July 15, 2010

Summer Squeeze: Big Demand for Tiny Taylor Library

Union Leader Correspondent
DERRY – Rainy days and Wednesdays always make for a full house at the Taylor Library when its thriving summer reading program shifts indoors, due to dampness.
Yesterday was no exception, as the morning story hour was standing room only, and the afternoon crowd was nearly as sizable..
“We had 41 bodies in here this morning,” says library director Linda Merrill. “Our programs are getting bigger all the time.
The afternoon session includes 16 kids, half as many parents and a full staff of volunteers and librarians, making for some fancy footwork around the congested meeting area. A pair of striped green tablecloths spread on the floor become an indoor picnic table, where kids gather first to hear some sand-themed stories before crafting colorful sand art in empty baby food jars.
Librarians do a sort of two-step ballet across the work space, assisting with glue and sand refills, while volunteers later make the rounds with apple juice and bagged chips.
Merrill asks her assistant, Fran Mears, if anyone knows if the Garcia kids are still coming. Knowing her patrons by name is part of the charm of the quaint operation. It is lovingly referred to as “the little library.” It's space constraints have not diminished its appeal.
A few minutes later three Garcias arrive and squeeze into formation around the work space. They are fashionably late due to a serious lack of parking – there's a funeral going on at the town cemetery, notes Merrill, and mourners often come looking for spaces behind the library when the limited cemetery lot is full.
“Each year we were putting money aside toward expansion, but that stopped two years ago, when the budget got tight,” says Merrill. “Lack of space is a problem – a big problem,” she says, as several children scoot around her feet to get to the apple juice.
Over the years there's also been talk about consolidation with the Derry Public Library, an option that library staff and trustees generally don't support.
Neither does Councilor David Milz, who serves as liaison to the Taylor Library.
“Our libraries pose a strange situation. Both were gifts to the town, so they have different boards of trustees. I guess each library prefers its own system of cataloging, but at the same time, you can see some wisdom in getting them both on the same page – sort of like when they decided we didn't need two fire departments. There was a lot of replication of services going on,” Milz says.
He is a staunch supporter of the Taylor Library, and would like to see some creative solutions to the space issue.
“We have the Upper Village Hall directly across the street. I personally would suggest moving some – or all – of the library materials over to the hall's basement, which would leave the library as an administrative office and a much bigger meeting space,” Milz says.

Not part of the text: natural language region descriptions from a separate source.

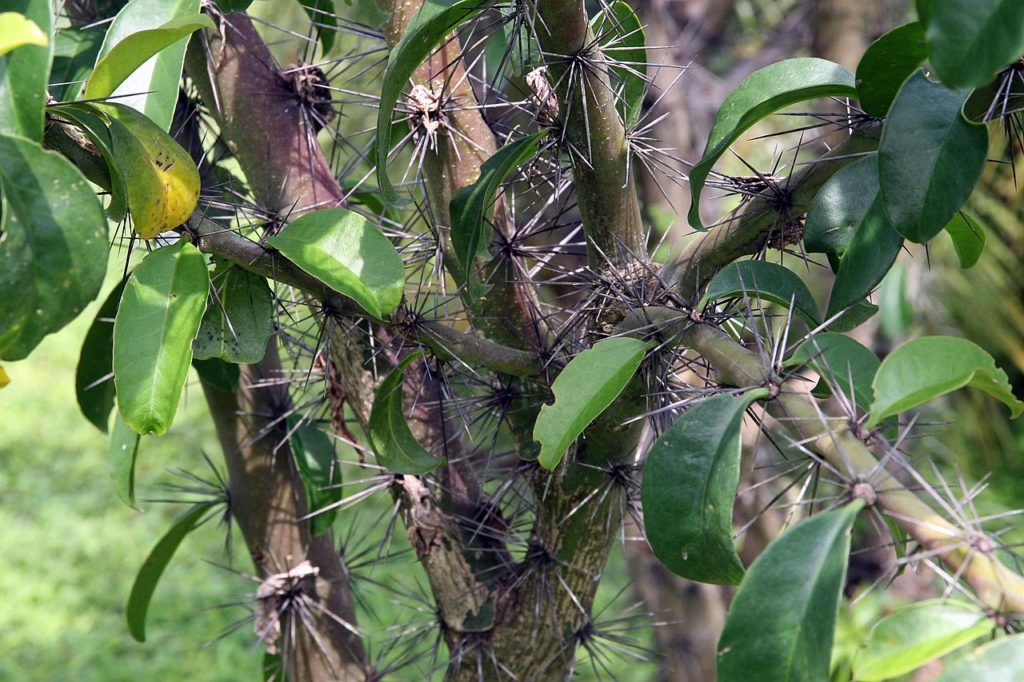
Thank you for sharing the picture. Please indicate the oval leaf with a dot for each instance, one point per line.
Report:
(239, 318)
(589, 383)
(689, 485)
(434, 20)
(770, 282)
(393, 443)
(916, 634)
(970, 40)
(886, 65)
(782, 620)
(924, 369)
(53, 251)
(930, 158)
(1001, 661)
(160, 313)
(347, 254)
(153, 568)
(142, 54)
(764, 92)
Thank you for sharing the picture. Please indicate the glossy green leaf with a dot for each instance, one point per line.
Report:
(930, 158)
(764, 92)
(999, 661)
(471, 206)
(17, 30)
(142, 54)
(583, 390)
(53, 251)
(926, 368)
(970, 40)
(24, 74)
(841, 361)
(623, 41)
(160, 313)
(390, 437)
(782, 620)
(435, 19)
(689, 485)
(886, 64)
(968, 238)
(916, 634)
(347, 254)
(769, 282)
(94, 376)
(153, 568)
(124, 451)
(320, 471)
(239, 318)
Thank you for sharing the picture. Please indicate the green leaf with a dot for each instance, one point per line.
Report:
(916, 634)
(770, 282)
(435, 19)
(840, 361)
(94, 376)
(24, 73)
(239, 318)
(970, 40)
(764, 92)
(471, 206)
(347, 254)
(320, 471)
(623, 41)
(926, 368)
(160, 313)
(153, 568)
(142, 55)
(124, 450)
(393, 443)
(886, 64)
(689, 485)
(782, 620)
(968, 238)
(583, 390)
(17, 30)
(930, 158)
(999, 661)
(53, 250)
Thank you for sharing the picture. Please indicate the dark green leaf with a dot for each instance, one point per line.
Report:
(926, 368)
(53, 251)
(160, 313)
(916, 634)
(970, 40)
(347, 254)
(94, 377)
(782, 620)
(320, 471)
(968, 238)
(886, 65)
(764, 92)
(1000, 661)
(689, 485)
(930, 158)
(766, 281)
(153, 568)
(583, 390)
(23, 75)
(435, 19)
(840, 361)
(239, 318)
(393, 443)
(142, 55)
(124, 450)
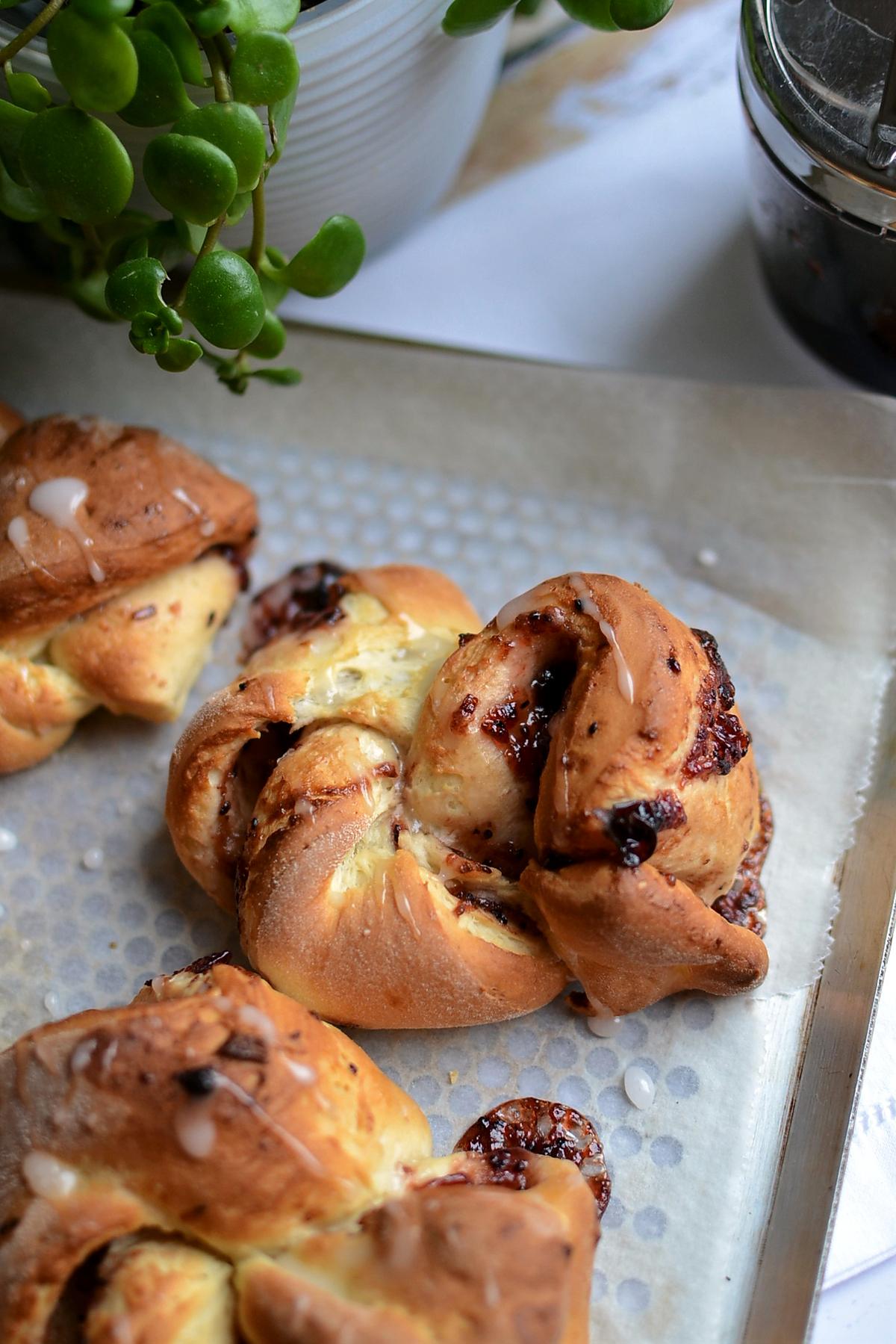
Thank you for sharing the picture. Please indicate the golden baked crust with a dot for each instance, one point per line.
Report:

The notion of designating Taylor Library as the town's children's library has also been floated, but Merrill says that's not a solution.
“We have adults who come for books regularly, and of course parents who bring their kids in for programs would like to be able to find books here as well,” says Merrill. “They are interested in one-stop shopping. They don't want to have to go across town just to find a book to read after bringing kids here for story hour.”
Kim Iacuzio is a regular. She's watching as her daughter, Gabriella, fills a jar with tri-colored sand. Normally she has a small tribe of kids with her for library programs, depending on the day.
“I would rather have the chaos of a crowded library. This is where we want to come,” says Iacuzio. “I just prefer it; it feels more like you're going to grandma's house for a story and a snack.”
At the corner of the work space, Nick Lampro and Ryan Merrill discuss some 8-year-old boy stuff over sand, glue and potato chips.
Ryan, Merrill's grandson, is asked by Nick how long he's been coming to the library. He defers to his sister, Kate, who shrugs. “I don't know. Probably 8 years.”
“Eight years,” Ryan tells Nick, who laughs out loud.
“Eight years? That's your whole life,” he says, putting the finishing pebble touches on top of his gluey sand jar.
“I've been coming a long time, too. I love it here,” says Nick, holding his jar aloft to admire the pattern he created with the sand. “It's a lot of fun. But I especially love the stories. Oh, and the barbecued potato chips. They're the best.”